The Free Market Center
The Free Market Center
This chart provides evidence of what I contend amounted to a major shift in the structure of the American banking system. In April of 1992 The Federal Reserve made the last of of a series of reductions in the reserve requirements on both demand and time deposits (a.k.a. transaction accounts and nontransaction accounts respectively). Shortly after that time the quantity of demand deposits and, not coincidentally, the amount of bank reserves essentially flattened out (during some periods they actually declined.) The amount of total deposits, however, continued to grow significantly.
In a banking system in which the distinction between demand and time deposits had been virtually lost (because of the advent of money market funds and vehicles for transferring time money to demand accounts), The Federal Reserve had reduced its influence on the growth of money to near zero. Banks could create money nearly at will, so long as they had the bank capital to support the assets purchased.
Notice, on this chart, how the growth of transaction accounts and total bank reserves flattened out after 1992 (the vertical orange line). In fact, although the transaction accounts and total bank reserves increased for about two years after this point, they actually declined during the period from roughly 1994 to 2008.
For most of the period depicted in this chart, 1975 to August of 2008, total bank reserves grew at a rate of roughly 0.5% per annum while total deposits grew at a rate of more than 6% per annum.
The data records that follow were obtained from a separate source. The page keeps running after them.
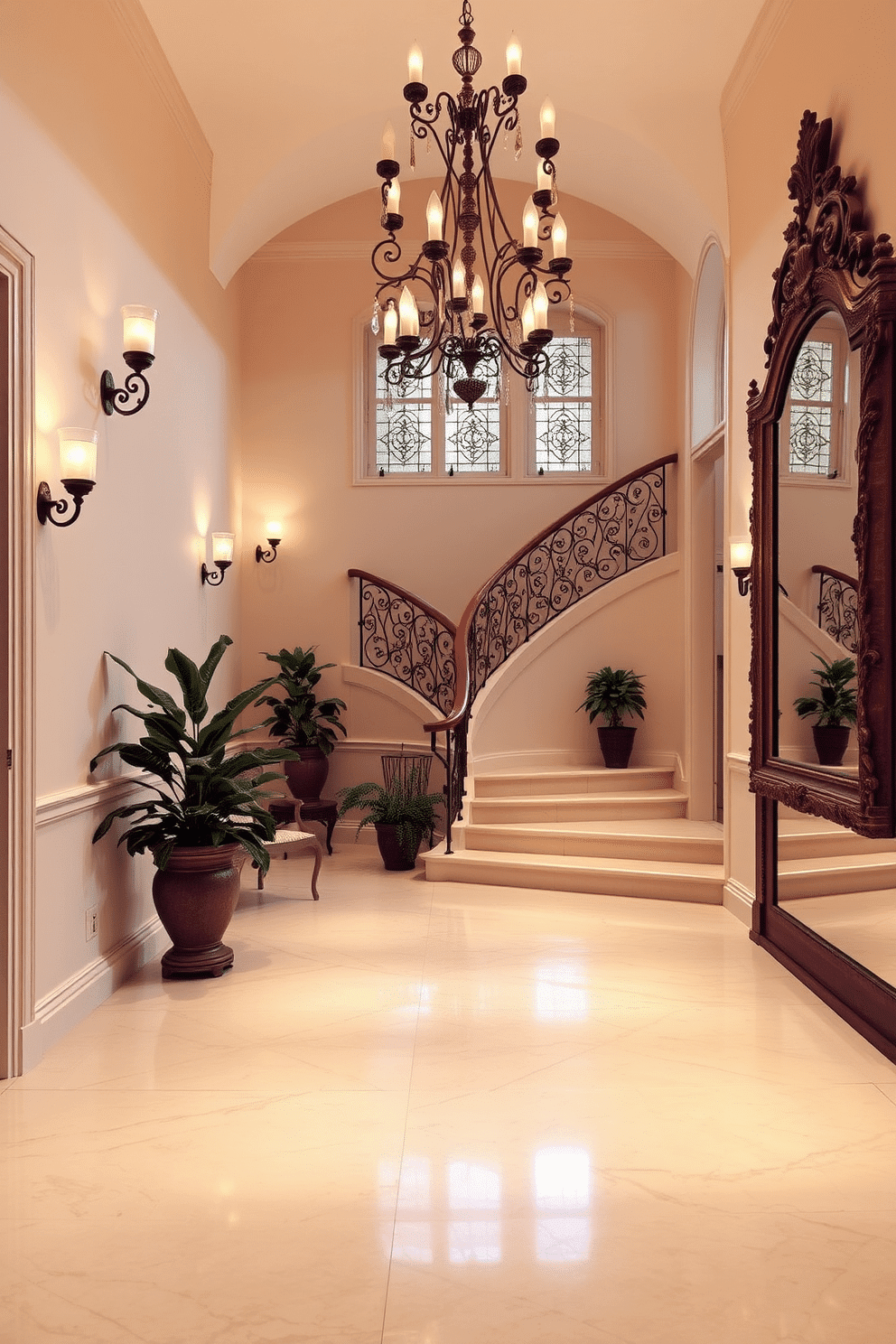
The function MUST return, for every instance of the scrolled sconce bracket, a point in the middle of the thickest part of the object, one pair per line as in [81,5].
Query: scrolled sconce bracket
[47,506]
[267,556]
[215,577]
[116,398]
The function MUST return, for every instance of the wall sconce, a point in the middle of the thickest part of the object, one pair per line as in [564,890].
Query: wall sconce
[140,351]
[79,475]
[742,565]
[275,537]
[222,550]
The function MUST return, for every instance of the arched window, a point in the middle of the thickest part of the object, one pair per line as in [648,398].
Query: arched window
[418,430]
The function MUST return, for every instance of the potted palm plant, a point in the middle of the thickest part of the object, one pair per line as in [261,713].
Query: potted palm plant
[835,708]
[303,723]
[206,813]
[614,694]
[399,813]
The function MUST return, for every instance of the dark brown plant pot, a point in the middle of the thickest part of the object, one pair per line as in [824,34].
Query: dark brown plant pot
[397,856]
[615,746]
[306,776]
[830,742]
[195,897]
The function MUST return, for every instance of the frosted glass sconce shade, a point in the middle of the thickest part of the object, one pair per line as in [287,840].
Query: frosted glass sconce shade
[77,472]
[275,537]
[222,550]
[138,341]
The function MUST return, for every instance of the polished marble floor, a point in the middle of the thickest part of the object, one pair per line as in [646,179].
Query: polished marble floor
[452,1115]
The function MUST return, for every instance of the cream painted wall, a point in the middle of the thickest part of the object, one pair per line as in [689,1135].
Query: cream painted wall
[301,300]
[810,58]
[126,575]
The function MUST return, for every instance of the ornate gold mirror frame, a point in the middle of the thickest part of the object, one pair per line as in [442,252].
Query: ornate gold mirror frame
[832,264]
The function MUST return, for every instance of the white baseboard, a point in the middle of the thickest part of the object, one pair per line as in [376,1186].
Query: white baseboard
[77,997]
[738,901]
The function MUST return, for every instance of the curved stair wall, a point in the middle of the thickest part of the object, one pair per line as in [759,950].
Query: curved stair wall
[527,716]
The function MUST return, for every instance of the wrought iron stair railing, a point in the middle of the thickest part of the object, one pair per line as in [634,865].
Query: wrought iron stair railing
[406,639]
[838,606]
[615,531]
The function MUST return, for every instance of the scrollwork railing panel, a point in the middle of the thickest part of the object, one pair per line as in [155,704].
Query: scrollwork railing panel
[406,639]
[838,606]
[611,535]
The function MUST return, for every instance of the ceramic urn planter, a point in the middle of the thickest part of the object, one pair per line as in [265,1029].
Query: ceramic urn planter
[195,898]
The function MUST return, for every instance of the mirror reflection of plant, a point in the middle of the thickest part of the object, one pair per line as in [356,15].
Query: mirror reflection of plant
[837,699]
[300,719]
[612,694]
[397,804]
[207,798]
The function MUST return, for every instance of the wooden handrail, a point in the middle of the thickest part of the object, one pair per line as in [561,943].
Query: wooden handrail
[835,574]
[461,638]
[407,595]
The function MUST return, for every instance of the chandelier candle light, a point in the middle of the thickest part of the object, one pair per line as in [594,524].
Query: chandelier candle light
[484,297]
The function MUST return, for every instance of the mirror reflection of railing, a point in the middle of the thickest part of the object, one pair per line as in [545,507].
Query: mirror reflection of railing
[838,606]
[615,531]
[406,639]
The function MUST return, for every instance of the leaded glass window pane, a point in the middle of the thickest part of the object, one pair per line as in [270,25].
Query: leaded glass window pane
[810,440]
[473,435]
[563,435]
[810,409]
[563,407]
[570,372]
[403,425]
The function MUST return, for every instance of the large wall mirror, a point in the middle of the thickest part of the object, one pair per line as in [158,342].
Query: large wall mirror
[821,434]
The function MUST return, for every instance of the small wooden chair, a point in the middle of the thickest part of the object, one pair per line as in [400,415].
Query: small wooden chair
[294,842]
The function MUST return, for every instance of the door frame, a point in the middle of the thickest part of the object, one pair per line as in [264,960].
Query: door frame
[18,691]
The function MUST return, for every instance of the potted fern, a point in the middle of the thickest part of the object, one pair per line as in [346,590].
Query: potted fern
[303,723]
[399,813]
[206,813]
[835,708]
[614,694]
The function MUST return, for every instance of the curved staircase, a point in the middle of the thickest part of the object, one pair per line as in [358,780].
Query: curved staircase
[609,832]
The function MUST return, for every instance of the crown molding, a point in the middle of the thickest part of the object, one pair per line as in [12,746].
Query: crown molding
[131,18]
[752,54]
[583,250]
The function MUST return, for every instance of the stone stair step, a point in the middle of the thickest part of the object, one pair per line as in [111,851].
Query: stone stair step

The evidence seems fairly conclusive that The Federal Reserve, during this period, did not promote monetary expansion through its open market operations, but it did facilitate that monetary growth as a result of changes in required reserves.
Many people argue that Chairman Alan Greenspan, through The Federal Reserve's open market operations, caused the monetary expansion that led to the real estate collapse in 2008. The evidence suggests that, rather than open market operations, Greenspan's biggest contribution to the problems in the real estate and mortgage market consisted of the two reductions in reserve requirements in 1990 and 1992. These reductions in reserve requirements gave the banking system free reign to create the money that led to the collapse.